Und schließlich, auf dieser Basis, der Übergang zur Praxis, die praktische Option: die Wiederentdeckung des Antagonismus. Wo aber findet dieser Übergang genau statt, wo sehe ich die Entscheidung für den Antagonismus? Ein theoretischer Hinweis diesbezüglich, der mir aus dem oben Gesagten zu erwachsen scheint, machte die Ausbeutung am Kommando und seiner Enteignung der Kooperation fest, also an der Möglichkeit, alle Tätigkeiten der Multitude zu blockieren. Die Ausbeutung erfolgt also genau aufgrund des Reichtums des Gemeinsamen und der Produktivität der Multitude. Sie versucht, deren Ausdruck zu blockieren, sie zum Schweigen zu bringen, sie zu zersetzen, zu eliminieren und zu enteignen. Wir müssen in diesem Zusammenhang der Entfremdung eine starke Materialität einräumen, die alle Aspekte des Körpers berührt – es handelt sich um eine Enteignung, eine Entfleischlichung, die gegen die Singularität, gegen das „Gemeinsame“ geht und die offensichtlich der Praxis entgegengesetzt ist, die aus dem „Gemeinsamen“ und den Prozessen, die zu dessen Herausbildung führen, hervorfließt. Dies führt zur Konfiguration der neuen Subjekte der Produktion und der Ausbeutung, die sich in diese Subjekte versenkt, zwischen dem Singulären und dem Gemeinsamen. Im Inneren der Dinge, die vor uns (in der Postmoderne) tanzen und sich bewegen, kommt diese Konfiguration zum Ausdruck, und das Bestehen auf ihr ist m. E. der einzige Weg, über den wir beginnen können, eine starke Resonanz der Forschung zu erreichen.
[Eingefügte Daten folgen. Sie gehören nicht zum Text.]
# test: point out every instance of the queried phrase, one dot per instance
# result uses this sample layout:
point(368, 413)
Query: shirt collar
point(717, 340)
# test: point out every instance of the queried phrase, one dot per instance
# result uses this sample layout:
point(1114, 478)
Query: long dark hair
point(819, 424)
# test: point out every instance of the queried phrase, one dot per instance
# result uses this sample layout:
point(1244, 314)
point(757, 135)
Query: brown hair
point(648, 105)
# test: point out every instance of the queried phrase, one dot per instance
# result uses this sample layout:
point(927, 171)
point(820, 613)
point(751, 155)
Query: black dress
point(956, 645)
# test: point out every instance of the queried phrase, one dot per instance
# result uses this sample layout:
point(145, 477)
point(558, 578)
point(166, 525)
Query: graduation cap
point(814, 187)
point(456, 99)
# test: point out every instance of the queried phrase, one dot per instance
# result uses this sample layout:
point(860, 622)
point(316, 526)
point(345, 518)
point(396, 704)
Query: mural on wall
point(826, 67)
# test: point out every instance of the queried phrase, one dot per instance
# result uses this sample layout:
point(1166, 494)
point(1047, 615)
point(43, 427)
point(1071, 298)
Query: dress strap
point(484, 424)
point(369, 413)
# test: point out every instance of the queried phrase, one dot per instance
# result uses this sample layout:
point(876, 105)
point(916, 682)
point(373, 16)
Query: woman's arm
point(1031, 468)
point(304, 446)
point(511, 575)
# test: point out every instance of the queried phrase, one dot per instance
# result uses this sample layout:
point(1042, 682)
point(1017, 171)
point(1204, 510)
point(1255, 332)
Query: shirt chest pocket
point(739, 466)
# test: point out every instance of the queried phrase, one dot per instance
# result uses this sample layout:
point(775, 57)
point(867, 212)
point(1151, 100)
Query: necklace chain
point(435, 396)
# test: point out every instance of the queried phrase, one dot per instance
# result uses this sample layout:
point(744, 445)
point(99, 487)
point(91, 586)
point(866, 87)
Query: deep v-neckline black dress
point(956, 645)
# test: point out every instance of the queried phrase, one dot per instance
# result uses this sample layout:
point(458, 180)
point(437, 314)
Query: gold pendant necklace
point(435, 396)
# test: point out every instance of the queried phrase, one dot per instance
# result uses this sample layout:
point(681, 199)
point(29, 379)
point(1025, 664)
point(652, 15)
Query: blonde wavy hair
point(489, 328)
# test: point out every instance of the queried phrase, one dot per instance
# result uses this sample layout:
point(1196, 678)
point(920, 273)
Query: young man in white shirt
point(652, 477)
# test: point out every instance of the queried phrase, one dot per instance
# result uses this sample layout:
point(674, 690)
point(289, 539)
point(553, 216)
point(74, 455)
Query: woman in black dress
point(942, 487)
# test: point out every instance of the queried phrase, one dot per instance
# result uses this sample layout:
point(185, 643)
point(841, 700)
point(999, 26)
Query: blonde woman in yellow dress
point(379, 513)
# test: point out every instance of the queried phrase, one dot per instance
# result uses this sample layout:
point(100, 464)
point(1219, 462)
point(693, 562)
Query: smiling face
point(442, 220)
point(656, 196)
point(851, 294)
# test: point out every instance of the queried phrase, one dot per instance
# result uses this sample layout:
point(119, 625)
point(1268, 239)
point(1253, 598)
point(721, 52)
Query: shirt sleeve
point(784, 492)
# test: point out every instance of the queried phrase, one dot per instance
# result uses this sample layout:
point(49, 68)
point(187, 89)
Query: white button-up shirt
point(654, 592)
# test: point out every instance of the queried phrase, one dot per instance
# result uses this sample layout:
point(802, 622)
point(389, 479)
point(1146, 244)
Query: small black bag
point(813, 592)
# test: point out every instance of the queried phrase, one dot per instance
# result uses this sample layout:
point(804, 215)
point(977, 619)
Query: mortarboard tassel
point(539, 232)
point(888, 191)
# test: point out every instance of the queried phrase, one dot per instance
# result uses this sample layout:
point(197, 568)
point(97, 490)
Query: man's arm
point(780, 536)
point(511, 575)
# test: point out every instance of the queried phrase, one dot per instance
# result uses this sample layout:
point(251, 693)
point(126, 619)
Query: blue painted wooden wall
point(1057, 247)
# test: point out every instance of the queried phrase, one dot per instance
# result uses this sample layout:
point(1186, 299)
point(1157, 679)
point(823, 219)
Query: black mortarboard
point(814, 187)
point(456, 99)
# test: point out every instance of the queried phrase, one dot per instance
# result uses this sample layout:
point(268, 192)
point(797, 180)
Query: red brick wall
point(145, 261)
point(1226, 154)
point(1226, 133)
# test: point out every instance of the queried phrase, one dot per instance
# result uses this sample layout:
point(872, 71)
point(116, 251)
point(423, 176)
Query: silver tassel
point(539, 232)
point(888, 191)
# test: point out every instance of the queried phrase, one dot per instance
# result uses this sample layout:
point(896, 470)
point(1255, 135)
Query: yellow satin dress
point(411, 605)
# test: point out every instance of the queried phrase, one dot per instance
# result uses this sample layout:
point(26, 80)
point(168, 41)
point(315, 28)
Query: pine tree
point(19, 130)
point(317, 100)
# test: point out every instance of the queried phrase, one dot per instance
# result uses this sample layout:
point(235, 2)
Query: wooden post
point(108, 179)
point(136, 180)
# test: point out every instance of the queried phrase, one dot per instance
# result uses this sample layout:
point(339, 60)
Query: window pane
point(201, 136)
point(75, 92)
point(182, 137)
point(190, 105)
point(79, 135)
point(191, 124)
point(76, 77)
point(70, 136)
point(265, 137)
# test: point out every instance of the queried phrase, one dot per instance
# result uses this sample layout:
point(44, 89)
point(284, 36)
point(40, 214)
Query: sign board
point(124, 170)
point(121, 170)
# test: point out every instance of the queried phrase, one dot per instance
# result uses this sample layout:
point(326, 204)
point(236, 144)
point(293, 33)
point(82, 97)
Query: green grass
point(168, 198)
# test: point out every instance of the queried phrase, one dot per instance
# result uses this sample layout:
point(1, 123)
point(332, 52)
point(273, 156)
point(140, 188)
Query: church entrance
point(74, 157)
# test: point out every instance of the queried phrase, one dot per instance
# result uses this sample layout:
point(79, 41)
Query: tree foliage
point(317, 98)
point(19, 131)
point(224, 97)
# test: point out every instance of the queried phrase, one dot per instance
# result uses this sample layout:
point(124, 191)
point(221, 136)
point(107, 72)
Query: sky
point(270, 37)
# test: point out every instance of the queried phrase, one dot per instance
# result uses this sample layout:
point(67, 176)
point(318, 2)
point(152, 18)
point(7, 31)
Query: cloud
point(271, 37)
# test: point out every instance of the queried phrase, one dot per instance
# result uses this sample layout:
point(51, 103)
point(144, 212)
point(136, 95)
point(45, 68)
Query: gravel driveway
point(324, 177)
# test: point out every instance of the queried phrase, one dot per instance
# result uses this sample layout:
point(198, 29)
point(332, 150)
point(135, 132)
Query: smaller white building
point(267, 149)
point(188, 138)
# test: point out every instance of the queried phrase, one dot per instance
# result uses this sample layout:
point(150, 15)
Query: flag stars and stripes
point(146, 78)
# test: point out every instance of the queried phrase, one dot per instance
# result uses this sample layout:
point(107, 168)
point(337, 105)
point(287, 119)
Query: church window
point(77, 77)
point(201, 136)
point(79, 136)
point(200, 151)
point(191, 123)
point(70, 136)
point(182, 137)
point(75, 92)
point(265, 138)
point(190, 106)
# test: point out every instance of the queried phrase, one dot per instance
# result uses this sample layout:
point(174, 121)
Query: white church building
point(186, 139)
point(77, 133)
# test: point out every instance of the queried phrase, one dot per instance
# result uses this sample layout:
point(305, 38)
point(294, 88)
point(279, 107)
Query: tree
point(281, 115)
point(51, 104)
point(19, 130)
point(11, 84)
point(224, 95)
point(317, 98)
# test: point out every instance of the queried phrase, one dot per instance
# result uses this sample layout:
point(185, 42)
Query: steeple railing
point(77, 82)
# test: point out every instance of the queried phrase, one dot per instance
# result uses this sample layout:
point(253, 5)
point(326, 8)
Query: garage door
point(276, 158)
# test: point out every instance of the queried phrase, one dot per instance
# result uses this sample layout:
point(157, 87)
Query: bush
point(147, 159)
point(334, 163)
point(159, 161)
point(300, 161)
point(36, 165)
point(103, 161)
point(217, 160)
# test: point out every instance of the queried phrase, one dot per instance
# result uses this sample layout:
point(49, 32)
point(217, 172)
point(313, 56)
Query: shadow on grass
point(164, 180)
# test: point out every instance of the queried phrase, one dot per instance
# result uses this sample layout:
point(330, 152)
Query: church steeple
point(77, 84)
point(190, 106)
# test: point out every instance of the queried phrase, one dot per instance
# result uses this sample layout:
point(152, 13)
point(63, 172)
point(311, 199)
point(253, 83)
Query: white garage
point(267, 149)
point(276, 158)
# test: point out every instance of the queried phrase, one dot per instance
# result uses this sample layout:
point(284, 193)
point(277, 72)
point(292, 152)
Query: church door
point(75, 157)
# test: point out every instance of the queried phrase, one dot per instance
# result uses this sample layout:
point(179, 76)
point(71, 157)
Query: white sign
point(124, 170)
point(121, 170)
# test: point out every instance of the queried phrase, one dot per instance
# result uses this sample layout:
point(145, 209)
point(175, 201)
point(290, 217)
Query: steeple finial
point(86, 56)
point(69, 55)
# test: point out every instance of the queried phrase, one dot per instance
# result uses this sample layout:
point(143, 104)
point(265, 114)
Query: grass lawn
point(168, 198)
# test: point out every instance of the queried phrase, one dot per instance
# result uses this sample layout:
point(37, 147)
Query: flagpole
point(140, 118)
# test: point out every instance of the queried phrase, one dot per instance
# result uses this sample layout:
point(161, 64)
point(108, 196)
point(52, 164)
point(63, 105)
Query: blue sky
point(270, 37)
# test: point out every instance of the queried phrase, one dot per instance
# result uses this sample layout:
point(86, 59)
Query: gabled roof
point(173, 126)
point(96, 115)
Stellen wir uns nun die letzte Frage, auch die auf möglichst offene Weise: Was wollen wir? Wir wollen klarerweise die Demokratie, die Demokratie auf globalem Niveau, für alle. Der Begriff „Demokratie“ ist sicherlich nicht einer der glücklichsten. Dennoch, wir haben keine anderen. Jedenfalls haben wir jedes Mal, wenn wir sagen, dass wir die Demokratie wollen, den Eindruck, in eine Falle zu gehen, weil man uns sofort fragt: Also was wollt ihr genau? Gebt uns eine Liste demokratischer Forderungen, die ihr auf diese Basis bringen wollt! Ich denke, es geht nicht darum, eine Liste zu machen, sondern höchstens, damit zu beginnen, auf der Basis des Gesagten, ein Schema zu entwickeln, was der Wunsch nach Demokratie oder besser nach dem „Gemeinsamen“ eigentlich bedeutet; ein methodisches Kriterium, um die alternativen Vorschläge zu bewerten, die kontinuierlich gemacht werden. Manchmal habe ich das Gefühl, eine ganze Reihe von Vorschlägen, die bis vor kurzem noch vollkommen utopisch erschienen, beginnen heute, sich als immer realer herauszustellen, so als sei das Bewusstsein gereift, dass wir in eine neue Epoche eingetreten sind. Auch wir müssen also in gewisser Weise so etwas wie die cahier de doléances führen, wie dies vor dem Ausbruch der französischen Revolution geschah: Dokumente, in denen die Klagen und Beschwerden des Dritten Standes aufgeführt waren, die aber mehr waren als einfache Formen des Protests. Es handelte sich gleichermaßen um das Anprangern von Ungerechtigkeiten und um Lösungsvorschläge. Die Methode des Handelns von unten durchquert nunmehr die Kritik, um eine praktische Antwort darauf zu geben.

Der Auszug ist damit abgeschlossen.